Es la comida italiana por excelencia. Desde los clásicos macarroni y spaguetti, a la carbonara o a la boloñesa, hasta la pasta con salmón, gulas, bacon o brócoli, casi todo le viene bien a este alimento. Hasta los paladares más exigentes se rendirán ante unas recetas creativas, variadas y muy nutritivas con la pasta como protagonista.
Es un plato que los italianos han sabido exportar a todos los rincones del planeta. En cada casa se ha evolucionado de unos típicos 'macarrones con tomate' a un sinfín de variedades de pasta y de recetas. Es una comida internacional que gusta a todo el mundo, ¿cuál será su secreto?.
En los supermercados, la pasta ocupa un espacio cada vez más importante en las góndolas, porque, junto a las distintas modalidades: spaguetti, fettuccini, tagliatelle, ravioli, macarroni, espirales ('fusilli'), lacitos, encontramos también variadas formas de hacerla: integral o natural, al huevo o fresca, así como una gran cantidad de marcas para elegir.
De mil formas y mil colores, así se nos presenta este alimento. Adquiere tonos variados, no sólo para resultar más atractiva visualmente, sino también para aportar vitaminas, ya que para que la pasta no tenga su color crudo amarillento natural se utilizan hortalizas: zanahoria o tomate para que obtenga un color naranja o rojo, y espinacas para que sea verde.
La pasta es saludable y energética.
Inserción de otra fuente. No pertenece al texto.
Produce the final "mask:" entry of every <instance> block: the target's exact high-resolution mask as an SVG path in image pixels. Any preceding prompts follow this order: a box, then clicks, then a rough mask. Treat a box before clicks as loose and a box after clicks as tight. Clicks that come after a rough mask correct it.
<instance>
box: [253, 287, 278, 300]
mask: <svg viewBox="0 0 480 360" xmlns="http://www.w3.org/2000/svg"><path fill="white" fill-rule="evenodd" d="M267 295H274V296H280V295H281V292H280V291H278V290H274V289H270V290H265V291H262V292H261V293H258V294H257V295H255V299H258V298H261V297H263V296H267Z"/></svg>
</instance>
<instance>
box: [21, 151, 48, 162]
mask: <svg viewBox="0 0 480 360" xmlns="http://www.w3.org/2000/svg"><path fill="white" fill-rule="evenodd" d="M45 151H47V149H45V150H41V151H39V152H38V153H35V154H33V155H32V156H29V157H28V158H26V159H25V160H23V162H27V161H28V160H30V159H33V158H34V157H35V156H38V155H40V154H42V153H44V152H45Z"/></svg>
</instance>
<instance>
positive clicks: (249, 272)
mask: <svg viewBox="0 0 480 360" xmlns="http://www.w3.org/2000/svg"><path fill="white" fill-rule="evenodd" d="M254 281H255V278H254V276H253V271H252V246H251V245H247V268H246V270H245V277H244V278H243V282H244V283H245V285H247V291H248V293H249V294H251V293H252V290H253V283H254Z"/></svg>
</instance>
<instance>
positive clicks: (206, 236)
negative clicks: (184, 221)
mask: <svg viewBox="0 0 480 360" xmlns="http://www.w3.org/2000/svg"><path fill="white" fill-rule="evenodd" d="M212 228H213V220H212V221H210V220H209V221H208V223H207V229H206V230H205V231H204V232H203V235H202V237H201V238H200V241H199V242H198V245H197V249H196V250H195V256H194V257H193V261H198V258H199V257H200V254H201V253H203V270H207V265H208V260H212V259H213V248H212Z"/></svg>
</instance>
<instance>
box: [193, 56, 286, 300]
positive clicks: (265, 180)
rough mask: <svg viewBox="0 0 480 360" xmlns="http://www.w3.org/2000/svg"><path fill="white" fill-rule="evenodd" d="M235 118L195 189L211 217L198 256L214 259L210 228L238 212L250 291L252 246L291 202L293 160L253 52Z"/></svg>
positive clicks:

Su principal aporte a la nutrición humana son los hidratos de carbono. Los dietistas aseguran que para mantener una dieta equilibrada, se puede tomar este alimento a diario, salvo que sea pasta al huevo, caso en el que sólo es recomendable 2 o 3 veces por semana.

PARA TODOS LOS GUSTOS.
Un alimento que casa con todo. Las recetas de los italianos nos siguen fascinando. ¿Cómo pueden comer pasta tan a menudo? El truco radica en que ellos mezclan la pasta con un sinfín de alimentos: verduras, carne, pescado, convirtiendo sus recetas en platos deliciosos y, al mismo tiempo, muy nutritivos.
Pero la carne y la verdura, acompañadas de bechamel, también pueden ir en el interior de la pasta, que se utiliza en forma de loncha para preparar las lasañas o los canelones.
Dentro de las variedades de pasta rellena existen también algunas ya preparadas, como los raviolis, los agnolottis o los tortellinis.
A la hora de elaborar un buen plato de pasta, el tiempo de cocción ocupa un papel fundamental en la acción, porque de su buen hacer dependerá el resultado, el punto. La frase ya es internacional: "al dente", la pasta debe quedar mejor entera que blanda. Al cocerla es recomendable añadir sal y aceite, así como un poco de mantequilla para que quede más suelta una vez que hemos terminado este proceso.

Recetas sencillas y creativas, la pasta puede ser un gran manjar. Con salmón frito, espárragos cortados en rodajas y cebolla, acompañado de salsa de nata y queso para que esté más jugoso. O con gulas, ajitos y camarones, un plato delicioso al que si se le añade una cayenita se dará un toque picante irresistible.
Todas las verduras le van bien. Es especialmente gustosa la mezcla de brócoli con bacon. Pero si queremos algo más ligero y bajo en calorías, basta con añadir nuestras verduras favoritas: calabacín, zanahoria, pimiento rojo y verde, cebolla, para obtener un espectacular resultado.
Los platos pueden ser calientes y fríos. Las ensaladas de pasta por ejemplo son fáciles y cómodas de preparar, sólo es necesario cortar tomate, atún, trocitos de pollo o pavo, jamón o queso, y aliñarlas con aceite, vinagre y sal. También da mucho juego como simple acompañamiento, basta con darle una vuelta en la sartén, una vez cocida, con un poco de ajo y buen aceite de oliva.
Lo importante es dejar volar la imaginación. Prácticamente todos los alimentos pueden ser combinados con la pasta. Elige aquellos que más te gusten y experimenta mezclas de sabores, sin olvidar que este delicioso manjar debe ir siempre "al dente".